Nymph and adult female, top view. (image credit: CDC)
Nymph and adult female, underside. (image credit: CDC)

According to researchers, this invasive species can reproduce quickly, hide in tall grass and survive harsh conditions.

Luckily, compared to other well-known native ticks, the Asian longhorned tick appears to be less attracted to human skin, but have been found on people and also pets, livestock, and wildlife.

Three cows in Ohio died after being bitten tens of thousands of times, promoting the CDC warning. An analysis published in the Journal of Medical Entomology reveals that scientists gathered nearly 10,000 ticks in around 90 minutes at the cow pasture.

The ticks “are light brown in color and are very small, often smaller than a sesame seed,” according to the USDA Animal and Plant Health Inspection Service website, which also explains that female Asian longhorned ticks can reproduce without a male, and that “it only takes a single tick to create a population in a new location.”

Many species of ticks live in the United States. Each one can carry and spread different types of germs.

When a scientist discovers a new germ in a tick, studies are needed to determine if the tick can carry and spread germs to a person or animal.

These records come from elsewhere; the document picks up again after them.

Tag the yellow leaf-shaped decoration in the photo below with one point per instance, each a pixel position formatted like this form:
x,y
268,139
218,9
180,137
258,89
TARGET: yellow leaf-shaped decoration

A recent experimental study found that this tick is not likely to contribute to the spread of Lyme disease bacteria in the United States, while another laboratory study found that this tick has the ability to carry and spread the bacteria that causes Rocky Mountain spotted fever (Rickettsia rickettsii), though the germs that cause Rocky Mountain spotted fever have not yet been found in these ticks in nature.